A voice entered their minds. It wasn’t a sound, but a thought, a feeling, a melody of pure meaning.

<You have come, the thought resounded. We have been waiting for so long. I am Lyra. They once called me the First Weaver. I helped build the machine that brought you here.

Ryan and his friends could only stare in stunned silence. They were standing in front of one of the literal creators of their universe.

<We are all that is left, Lyra continued, her thoughts tinged with sorrow. We fled the Schism, hoping to find a quiet place to start anew. We brought the Genesis Seed, the heart of a new world. But the chaos of the Void found us.

It has been chipping away at our sanctuary, at our very existence. The Seed is fractured. It can no longer sustain us. Soon, our light will go out, and we will be nothing more than a memory.

She turned her gaze to Ryan, and he felt a strange sense of recognition. She was looking not just at him, but into him, at his SSS-Tier talent, at his connection to the Weaver.

<I see it in you, Lyra’s thought-voice whispered. The potential. The spark that we lost. Your strange and wonderful power... it is a tool for mending.

A power to impose order on chaos. It is the only thing in this broken universe that might be able to repair the Genesis Seed.

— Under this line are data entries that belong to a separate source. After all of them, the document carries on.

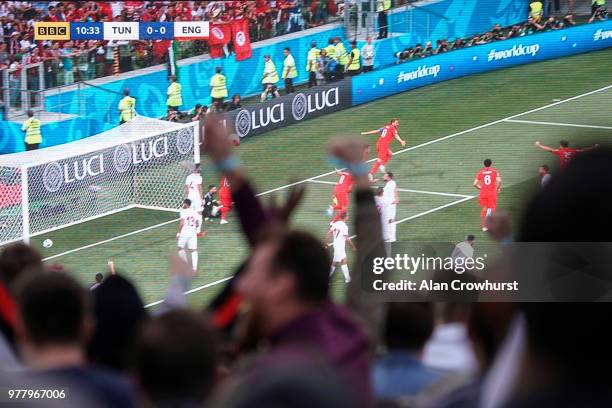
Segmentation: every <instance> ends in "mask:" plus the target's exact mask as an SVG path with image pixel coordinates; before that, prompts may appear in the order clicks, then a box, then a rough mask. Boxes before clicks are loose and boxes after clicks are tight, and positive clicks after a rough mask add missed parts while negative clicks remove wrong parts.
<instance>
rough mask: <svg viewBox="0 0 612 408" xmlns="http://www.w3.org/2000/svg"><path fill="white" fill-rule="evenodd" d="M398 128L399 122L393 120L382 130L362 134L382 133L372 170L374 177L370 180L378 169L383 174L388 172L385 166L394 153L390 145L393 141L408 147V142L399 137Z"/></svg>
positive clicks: (399, 136)
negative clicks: (391, 156)
mask: <svg viewBox="0 0 612 408" xmlns="http://www.w3.org/2000/svg"><path fill="white" fill-rule="evenodd" d="M398 126H399V120H398V119H393V120H391V123H390V124H388V125H385V126H383V127H381V128H380V129H376V130H370V131H369V132H361V134H362V135H374V134H378V133H380V137H379V138H378V142H376V153H377V155H378V158H377V159H376V162H375V163H374V165H373V166H372V169H371V170H370V174H371V175H372V176H371V177H370V179H372V178H373V177H374V174H376V171H377V170H378V169H380V171H381V172H382V173H383V174H384V173H386V172H387V170H386V169H385V166H386V165H387V163H388V162H389V160H390V159H391V156H393V152H392V151H391V149H389V145H390V144H391V142H392V141H393V139H395V140H397V141H398V142H399V143H400V144H401V145H402V146H406V142H405V141H404V140H402V138H401V137H400V135H399V131H398V130H397V127H398Z"/></svg>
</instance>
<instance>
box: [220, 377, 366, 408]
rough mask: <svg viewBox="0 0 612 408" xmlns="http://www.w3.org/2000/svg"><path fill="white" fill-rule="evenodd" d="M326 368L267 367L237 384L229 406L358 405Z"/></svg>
mask: <svg viewBox="0 0 612 408" xmlns="http://www.w3.org/2000/svg"><path fill="white" fill-rule="evenodd" d="M354 398H355V397H354V393H353V392H350V390H348V389H347V388H346V386H345V385H344V384H342V383H341V382H340V381H338V379H337V378H336V376H335V375H334V373H333V372H332V371H331V370H329V369H324V368H323V369H322V368H321V367H318V369H317V370H295V369H293V370H289V369H270V370H267V371H266V372H265V373H263V374H262V375H259V376H257V377H256V378H254V380H253V381H249V382H246V383H244V384H243V385H242V386H240V387H238V389H237V390H236V393H235V395H234V396H233V398H232V400H231V401H230V403H229V404H228V407H230V408H251V407H266V408H285V407H292V408H313V407H317V408H338V407H355V406H359V405H358V404H357V402H356V401H355V399H354Z"/></svg>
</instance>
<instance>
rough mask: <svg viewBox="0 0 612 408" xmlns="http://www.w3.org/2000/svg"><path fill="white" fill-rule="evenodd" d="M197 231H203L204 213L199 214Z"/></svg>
mask: <svg viewBox="0 0 612 408" xmlns="http://www.w3.org/2000/svg"><path fill="white" fill-rule="evenodd" d="M196 232H197V233H198V234H199V233H200V232H202V214H198V227H197V228H196Z"/></svg>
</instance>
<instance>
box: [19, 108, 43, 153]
mask: <svg viewBox="0 0 612 408" xmlns="http://www.w3.org/2000/svg"><path fill="white" fill-rule="evenodd" d="M21 130H23V131H24V132H26V135H25V140H24V142H25V148H26V150H28V151H29V150H36V149H38V147H39V146H40V144H41V143H42V135H41V133H40V120H38V119H36V118H35V117H34V112H32V111H31V110H29V111H28V120H26V121H25V122H24V123H23V126H21Z"/></svg>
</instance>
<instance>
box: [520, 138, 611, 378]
mask: <svg viewBox="0 0 612 408" xmlns="http://www.w3.org/2000/svg"><path fill="white" fill-rule="evenodd" d="M561 143H563V142H561ZM611 194H612V151H611V150H610V149H608V148H600V149H597V150H593V151H591V152H588V153H584V154H581V155H578V156H577V157H576V158H575V159H574V160H573V161H571V162H570V163H569V165H568V166H567V167H565V168H564V169H563V170H561V171H560V172H559V173H558V174H556V176H555V177H553V178H552V179H551V180H550V182H549V183H548V184H547V186H546V189H543V190H541V191H540V192H538V193H537V194H536V196H535V197H534V198H533V199H532V200H531V202H530V203H529V205H528V207H527V209H526V211H525V214H524V217H523V220H522V225H521V229H520V233H519V240H520V241H523V242H609V241H610V232H611V231H612V219H611V218H610V217H609V216H607V215H606V214H608V213H609V211H610V209H609V202H608V200H606V199H604V197H610V195H611ZM596 250H597V249H596V248H595V247H594V248H593V251H596ZM568 251H571V249H568ZM558 269H559V266H555V265H554V264H553V265H552V266H551V270H552V271H557V270H558ZM592 272H598V271H592ZM601 272H602V274H603V276H605V275H607V276H608V277H609V276H610V273H609V268H607V270H606V271H601ZM542 273H544V271H542ZM605 284H606V282H605V281H604V280H601V284H600V285H599V286H600V287H601V286H603V287H605V286H606V285H605ZM522 309H523V310H524V313H525V318H526V322H527V337H528V344H529V347H530V349H531V350H532V351H533V353H534V355H537V356H538V358H542V359H544V361H545V364H547V365H548V366H549V367H550V369H551V370H555V375H560V376H562V377H563V378H564V380H569V383H570V384H574V385H576V386H578V384H580V385H581V386H597V385H601V386H606V384H607V383H608V381H607V378H609V367H610V366H612V351H611V350H610V344H609V341H608V338H607V336H604V335H600V334H594V330H598V329H602V327H604V326H605V324H606V323H605V322H608V321H609V320H610V316H612V303H610V302H601V303H578V302H575V303H560V302H557V303H525V304H523V305H522ZM608 385H609V384H608Z"/></svg>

She explained that to fix the Seed, it would require two things: an immense, almost impossible understanding of the principles of how reality is woven together, and a significant source of power to fuel the process.

Ryan felt a surge of hope. This was it. This was the reason he was here. He could fix the Seed. He could save them.

But their conversation was cut short by a deafening, metallic shriek from outside the habitat. Red alert lights began to flash throughout the Enclave, casting everything in a bloody, pulsing glow.

On the "Odyssey’s" still-active sensor screen, they saw it. The Void Marauder capital ships, having navigated the storm, had arrived.

They were surrounding the small, fragile habitat, their weapon ports glowing, their ugly, spiked ships looking like a pack of wolves cornering a wounded rabbit.

They had been followed. They had led the pirates right to the last hope of the Precursors. The Marauders were here to take the Genesis Seed for themselves.